Ioannis Giannopoulos wurde 2018 zum jüngsten Professor der TU Wien berufen. Der Geoinformatiker untersucht, wie Technik uns helfen kann, mit raumbezogenen Daten umzugehen.

Prof. Ioannis Giannopoulos

Es sieht ein bisschen aus, als würde man einen Science-Fiction-Film drehen, wenn das Team von Prof. Ioannis Giannopoulos Experimente durchführt: Versuchspersonen laufen mit Spezialbrillen herum, die ihnen computergenerierte Objekte direkt vor dem Auge projizieren, andere tragen Helmkameras, Eyetracker oder Spezialarmbänder mit Sensoren.
Eines haben all diese Forschungsprojekte gemeinsam: Es geht um räumliche Daten. Neue Technologien sollen uns helfen, uns im Raum besser zurechtzufinden und raumbezogene Informationen intuitiv aufzunehmen. Dabei kann es um die Aufgabe gehen, in einer fremden Stadt den richtigen Weg zu finden – oder aber auch um die Frage, an welcher Stelle man die Straße aufgraben muss, um das Abwasserrohr zu finden. Raumbezogene Daten bestimmen unser Leben.

Die Koordinaten im Kopf

„Unser Forschungsgebiet ist eine Nische, die international gerade massiv an Bedeutung gewinnt“, sagt Ioannis Giannopoulos. „Die Geoinformation verbindet die Computerwissenschaft mit den Geowissenschaften und mit den Kognitionswissenschaften. Wir arbeiten mit Sensoren, Satellitendaten und Computercodes, gleichzeitig kooperieren wir auch mit Forschungsteams aus der Psychologie oder der Stadtplanung.“

Ioannis Giannopoulos stammt aus Griechenland. Um Informatik zu studieren ging er nach Saarbrücken, für seine Masterarbeit forschte er am Deutschen Forschungszentrum für Künstliche Intelligenz. Dort beschäftigte er sich mit der Interaktion zwischen Menschen und Computern – ein Fachgebiet, das ihn bis heute nicht losgelassen hat. Nach dem Masterstudium wechselte er an die ETH Zürich, um im Team von Prof. Dr. Martin Raubal zu promovieren. „Das kam für mich eher überraschend. Ohne mich zu bewerben, bekam ich damals ein Angebot für eine Dissertationsstelle“, erzählt er.
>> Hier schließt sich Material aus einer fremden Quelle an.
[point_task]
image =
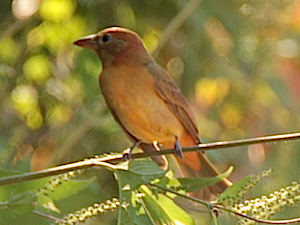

In Zürich untersuchte Giannopoulos, wie sich Menschen in einer Stadt zurechtfinden. Versuchspersonen wurden mit einem klassischen auf Papier gedruckten touristischen Stadtplan ausgestattet und trugen eine Eye-Tracking-Brille, mit der man untersuchen konnte, wohin sich ihr Blick richtet. Dabei zeigt sich, dass es verschiedene Strategien gibt: Man kann markante Gebäude in der Umgebung erkennen und diese dann auf der Karte suchen – oder umgekehrt: Elemente der Karte in der Wirklichkeit suchen. Mit Hilfe des Eye-Trackers kann man unterschiedliche Strategien erkennen und ihre Erfolgsquote messen.

„Mittlerweile sind wir so weit, dass wir mit Hilfe künstlicher Intelligenz sogar einschätzen können, ob jemand mit Hilfe des Stadtplans gerade eine Route plant, nach einem Restaurant in der Nähe sucht oder eine andere Aufgabe lösen möchte“, sagt Ioannis Giannopoulos. Solche Erkenntnisse kann man dann verwenden, um bessere Assistenzsysteme zu entwickeln, die unaufdringlich und treffsicher die richtigen Hinweise geben. „Beim Gehen ständig aufs Handy zu starren, ist unangenehm. Aber stattdessen kann man auch einen Navigationsassistenten entwickeln, der zum Beispiel das Handy vibrieren lässt, wenn ich an der Straßenkreuzung meinen Blick in die richtige Richtung richte.“

Hier verschmilzt die Geoinformation mit den Kognitionswissenschaften: Das Ziel ist eine Technologie, die nicht mehr unsere gesamte Aufmerksamkeit beansprucht, die aber diskret im Hintergrund erkennt, wenn wir Hilfe brauchen. Am Ende soll die Technik nicht dazu führen, dass wir völlig von ihr abhängig sind, sondern uns helfen, eine Karte im Kopf anzulegen, nach der wir uns auch ohne elektronische Hilfsmittel orientieren können.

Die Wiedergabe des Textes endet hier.